In June 2011, a putative class action lawsuit was filed against Pandora in the United States District Court for the Northern District of California alleging that it unlawfully accessed and transmitted personally identifiable information of the plaintiffs in connection with their use of the Company's Android mobile application. In September 2011, the action was transferred before the judge who is hearing all other Android-related privacy class actions. Pandora's motions to dismiss will be filed by March 23, 2012.

In September 2011, a putative class action lawsuit was filed against Pandora in the United States District Court for the Northern District of California alleging that it violated Michigan's video rental privacy law and consumer protection statute by allowing Pandora listeners' listening history to be visible to the public. Pandora's motion to dismiss the complaint was filed on November 28, 2011, to be heard on March 27, 2012.

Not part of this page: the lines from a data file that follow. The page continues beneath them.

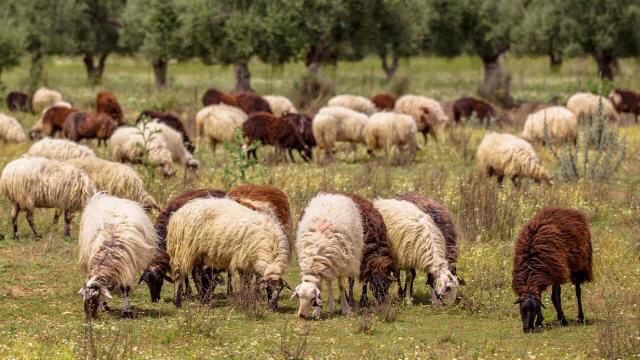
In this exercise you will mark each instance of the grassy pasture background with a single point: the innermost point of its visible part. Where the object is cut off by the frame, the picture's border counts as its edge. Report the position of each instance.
(41, 314)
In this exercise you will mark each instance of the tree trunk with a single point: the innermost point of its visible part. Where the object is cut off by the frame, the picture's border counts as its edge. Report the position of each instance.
(243, 77)
(160, 67)
(605, 63)
(389, 69)
(496, 82)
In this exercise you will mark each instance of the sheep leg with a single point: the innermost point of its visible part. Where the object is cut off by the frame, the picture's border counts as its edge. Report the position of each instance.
(344, 303)
(15, 211)
(32, 224)
(126, 306)
(579, 298)
(557, 303)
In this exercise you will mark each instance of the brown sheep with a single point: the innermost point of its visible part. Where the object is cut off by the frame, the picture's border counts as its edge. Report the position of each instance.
(82, 125)
(17, 101)
(383, 101)
(467, 106)
(172, 121)
(156, 272)
(106, 103)
(554, 247)
(377, 266)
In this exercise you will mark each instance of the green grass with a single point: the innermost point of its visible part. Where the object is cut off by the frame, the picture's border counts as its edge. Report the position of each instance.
(41, 314)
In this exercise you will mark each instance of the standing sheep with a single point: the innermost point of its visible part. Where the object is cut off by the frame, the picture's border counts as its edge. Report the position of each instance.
(417, 242)
(356, 103)
(386, 129)
(329, 245)
(11, 130)
(508, 155)
(58, 149)
(587, 105)
(116, 179)
(554, 247)
(336, 123)
(223, 234)
(116, 241)
(559, 123)
(35, 182)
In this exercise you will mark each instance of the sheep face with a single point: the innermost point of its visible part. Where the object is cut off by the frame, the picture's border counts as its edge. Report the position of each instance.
(309, 295)
(530, 312)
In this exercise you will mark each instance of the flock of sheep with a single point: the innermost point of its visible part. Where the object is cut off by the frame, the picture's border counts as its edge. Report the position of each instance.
(248, 231)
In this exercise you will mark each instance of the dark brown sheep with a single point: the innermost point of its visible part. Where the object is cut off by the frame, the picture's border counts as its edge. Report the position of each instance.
(383, 101)
(467, 106)
(107, 103)
(82, 125)
(156, 272)
(552, 248)
(377, 266)
(214, 97)
(17, 101)
(172, 121)
(626, 101)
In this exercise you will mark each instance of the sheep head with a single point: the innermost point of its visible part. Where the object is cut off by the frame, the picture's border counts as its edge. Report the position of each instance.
(308, 293)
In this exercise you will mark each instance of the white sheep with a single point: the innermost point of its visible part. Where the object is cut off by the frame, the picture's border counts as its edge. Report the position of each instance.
(588, 105)
(329, 245)
(11, 130)
(416, 242)
(560, 124)
(427, 113)
(116, 179)
(511, 156)
(386, 129)
(280, 105)
(336, 123)
(117, 240)
(219, 124)
(44, 98)
(59, 149)
(225, 235)
(36, 182)
(354, 102)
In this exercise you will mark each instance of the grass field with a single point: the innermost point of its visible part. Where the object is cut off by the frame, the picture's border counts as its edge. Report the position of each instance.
(41, 314)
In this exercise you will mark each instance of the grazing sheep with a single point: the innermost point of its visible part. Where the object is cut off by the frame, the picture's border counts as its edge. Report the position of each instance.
(35, 182)
(357, 103)
(116, 179)
(59, 149)
(377, 266)
(444, 221)
(626, 101)
(224, 234)
(170, 120)
(11, 130)
(417, 242)
(336, 123)
(467, 106)
(219, 124)
(427, 113)
(280, 105)
(554, 247)
(386, 129)
(106, 103)
(156, 273)
(44, 98)
(508, 155)
(383, 101)
(560, 124)
(82, 125)
(116, 241)
(329, 245)
(587, 105)
(17, 101)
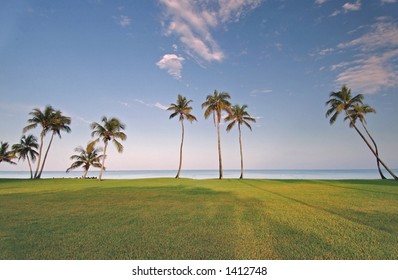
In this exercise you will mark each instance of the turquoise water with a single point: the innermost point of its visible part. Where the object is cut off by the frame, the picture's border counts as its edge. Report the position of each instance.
(207, 174)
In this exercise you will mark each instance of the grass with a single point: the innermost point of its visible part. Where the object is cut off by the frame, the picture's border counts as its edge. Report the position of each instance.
(198, 219)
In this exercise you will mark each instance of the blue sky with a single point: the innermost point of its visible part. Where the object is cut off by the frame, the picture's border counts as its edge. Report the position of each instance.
(130, 59)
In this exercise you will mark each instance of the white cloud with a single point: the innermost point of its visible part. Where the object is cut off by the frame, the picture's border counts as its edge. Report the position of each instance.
(320, 2)
(156, 105)
(377, 52)
(383, 34)
(172, 63)
(160, 106)
(234, 10)
(123, 21)
(194, 21)
(371, 74)
(260, 91)
(350, 7)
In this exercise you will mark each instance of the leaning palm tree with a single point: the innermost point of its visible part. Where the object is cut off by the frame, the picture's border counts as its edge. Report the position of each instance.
(183, 110)
(358, 112)
(239, 116)
(86, 158)
(215, 104)
(43, 119)
(27, 150)
(343, 101)
(5, 154)
(110, 130)
(58, 123)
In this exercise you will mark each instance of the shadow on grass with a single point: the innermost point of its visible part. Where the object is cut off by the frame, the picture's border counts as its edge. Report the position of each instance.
(387, 222)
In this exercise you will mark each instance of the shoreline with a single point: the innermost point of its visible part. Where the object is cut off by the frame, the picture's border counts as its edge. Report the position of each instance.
(272, 174)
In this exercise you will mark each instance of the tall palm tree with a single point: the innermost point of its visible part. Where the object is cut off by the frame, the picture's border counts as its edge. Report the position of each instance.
(239, 116)
(58, 123)
(343, 101)
(86, 157)
(183, 110)
(5, 154)
(110, 130)
(43, 119)
(358, 112)
(27, 149)
(216, 104)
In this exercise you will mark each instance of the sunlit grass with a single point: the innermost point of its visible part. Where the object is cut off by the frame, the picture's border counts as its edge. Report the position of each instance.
(198, 219)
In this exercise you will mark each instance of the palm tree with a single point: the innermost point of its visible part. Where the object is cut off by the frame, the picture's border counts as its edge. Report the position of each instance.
(57, 123)
(42, 118)
(27, 149)
(182, 109)
(344, 101)
(239, 116)
(215, 104)
(110, 130)
(86, 157)
(5, 154)
(359, 112)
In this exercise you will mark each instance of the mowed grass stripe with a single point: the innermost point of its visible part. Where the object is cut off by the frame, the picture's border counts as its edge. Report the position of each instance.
(198, 219)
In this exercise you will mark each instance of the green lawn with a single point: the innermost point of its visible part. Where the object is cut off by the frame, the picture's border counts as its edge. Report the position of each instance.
(198, 219)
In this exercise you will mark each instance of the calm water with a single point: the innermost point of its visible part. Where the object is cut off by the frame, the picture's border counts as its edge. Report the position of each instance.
(206, 174)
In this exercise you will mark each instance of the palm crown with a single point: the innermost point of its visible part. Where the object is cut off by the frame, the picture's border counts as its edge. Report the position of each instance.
(239, 116)
(215, 104)
(110, 130)
(341, 101)
(182, 109)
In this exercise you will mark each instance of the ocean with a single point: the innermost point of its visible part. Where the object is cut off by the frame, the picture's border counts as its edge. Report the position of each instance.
(209, 174)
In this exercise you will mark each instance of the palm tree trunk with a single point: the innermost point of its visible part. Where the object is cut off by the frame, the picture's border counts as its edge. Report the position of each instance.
(370, 147)
(85, 172)
(219, 149)
(40, 152)
(182, 143)
(376, 150)
(241, 152)
(103, 161)
(45, 156)
(30, 168)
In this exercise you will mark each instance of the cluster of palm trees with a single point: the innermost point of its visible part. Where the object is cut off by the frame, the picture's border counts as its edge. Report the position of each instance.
(53, 122)
(215, 105)
(355, 109)
(109, 130)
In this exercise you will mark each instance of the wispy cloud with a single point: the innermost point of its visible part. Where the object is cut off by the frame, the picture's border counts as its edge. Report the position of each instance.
(320, 2)
(194, 21)
(172, 63)
(234, 10)
(350, 7)
(370, 74)
(255, 92)
(377, 53)
(160, 106)
(156, 105)
(123, 21)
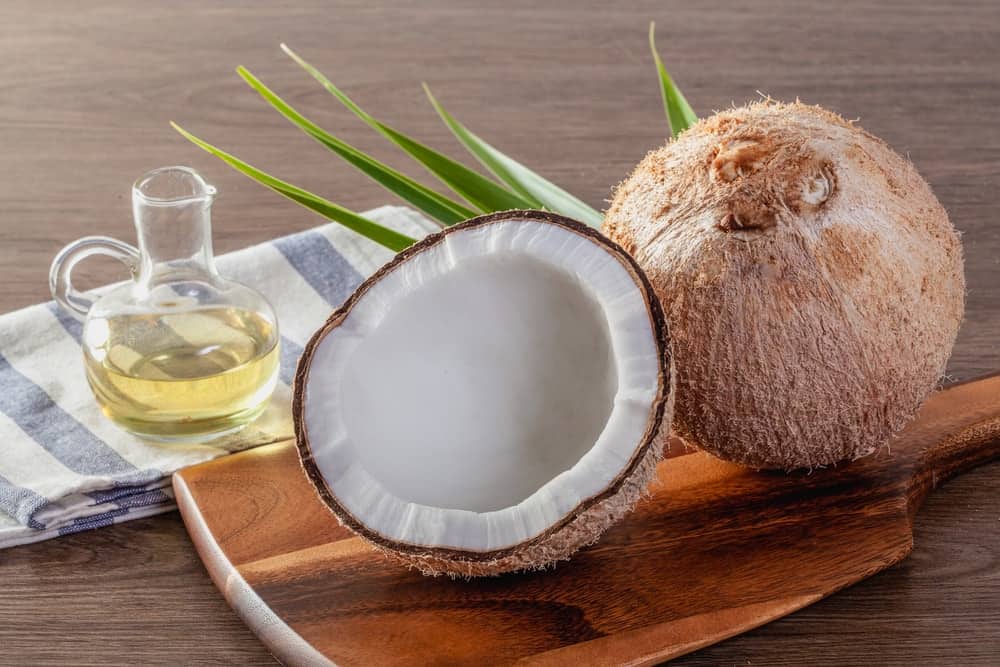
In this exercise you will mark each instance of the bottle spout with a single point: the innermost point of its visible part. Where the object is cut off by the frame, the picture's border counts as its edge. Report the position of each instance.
(171, 186)
(172, 210)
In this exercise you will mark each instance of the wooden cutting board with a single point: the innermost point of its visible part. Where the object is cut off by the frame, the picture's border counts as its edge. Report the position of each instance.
(715, 551)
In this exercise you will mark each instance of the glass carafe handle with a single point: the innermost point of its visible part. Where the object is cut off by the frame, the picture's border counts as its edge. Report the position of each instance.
(76, 303)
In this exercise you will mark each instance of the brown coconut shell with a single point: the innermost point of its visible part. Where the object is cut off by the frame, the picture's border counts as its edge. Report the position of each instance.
(812, 281)
(590, 518)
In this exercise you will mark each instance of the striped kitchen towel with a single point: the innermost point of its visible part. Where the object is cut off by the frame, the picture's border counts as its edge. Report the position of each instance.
(65, 468)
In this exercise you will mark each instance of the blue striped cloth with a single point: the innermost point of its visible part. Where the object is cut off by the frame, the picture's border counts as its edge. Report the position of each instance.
(65, 468)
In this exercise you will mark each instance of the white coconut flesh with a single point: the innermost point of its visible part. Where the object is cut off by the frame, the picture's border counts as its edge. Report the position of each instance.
(484, 389)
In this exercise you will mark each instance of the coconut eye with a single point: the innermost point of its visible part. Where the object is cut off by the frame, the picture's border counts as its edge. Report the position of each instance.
(818, 187)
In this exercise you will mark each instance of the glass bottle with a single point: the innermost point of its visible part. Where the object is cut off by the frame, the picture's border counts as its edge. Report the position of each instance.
(179, 353)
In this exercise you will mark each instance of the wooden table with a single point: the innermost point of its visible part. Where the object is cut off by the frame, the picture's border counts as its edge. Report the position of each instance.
(87, 90)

In addition to civil liability, certain of the privacy lawsuits include allegations of violations of criminal statutes, and if the Company were found liable, there would be additional risk of criminal penalties. Each of these cases is at an early stage and the Company is investigating the allegations. However, the Company currently believes that it has substantial and meritorious defenses to these claims and intends to vigorously defend its position.

On April 9, 2009, a lawsuit was filed against Pandora by Zamora Radio LLC in the U.S. District Court for the Southern District of Florida, Miami Division, alleging that it, along with other defendants, infringe a Zamora patent and seeking injunctive relief and monetary damages. The Company filed a motion for summary judgment of no infringement on April 22, 2010, which the court granted on November 5, 2010. On January 3, 2012, Zamora filed a notice of appeal. On February 8, 2012, Zamora voluntarily dismissed its appeal, leaving in place the judgment in favor of Pandora.

In April 2011, Augme Technologies, Inc. filed a complaint in the United States District Court for the District of Delaware against Pandora alleging patent infringement. The complaint alleges that Pandora infringes an Augme patent and seeks injunctive relief and monetary damages. The Company currently believes that it has substantial and meritorious defenses to these claims and intends to vigorously defend its position.

On December 29, 2011, Hartford Casualty Insurance Company filed a complaint in the U.S. District Court for the Northern District of California seeking a declaratory judgment that it has no obligation to defend or indemnify Pandora in relation to six of the Apple-related privacy class actions and the sole pending Android-related class action described above. The complaint was served on February 22, 2012. Pandora's responsive pleading is due March 14, 2012.

The outcome of any litigation is inherently uncertain. Based on the Company's current knowledge it believes that the final outcome of the matters discussed above will not likely, individually or in the aggregate, have a material adverse effect on its business, financial position, results of operations or cash flows; however, in light of the uncertainties involved in such matters, there can be no assurance that the outcome of each case or the costs of litigation, regardless of outcome, will not have a material adverse effect on the Company's business.

Guarantees and Contingencies

The Company is party to certain contractual agreements under which it has agreed to provide indemnifications of varying scope and duration for claims by third parties relating to its intellectual property. Such indemnification provisions are accounted for in accordance with guarantor's accounting and disclosure requirements for guarantees, including indirect guarantees of indebtedness of others. To date, the Company has not incurred, does not anticipate incurring and therefore has not accrued for, any costs related to such indemnification provisions.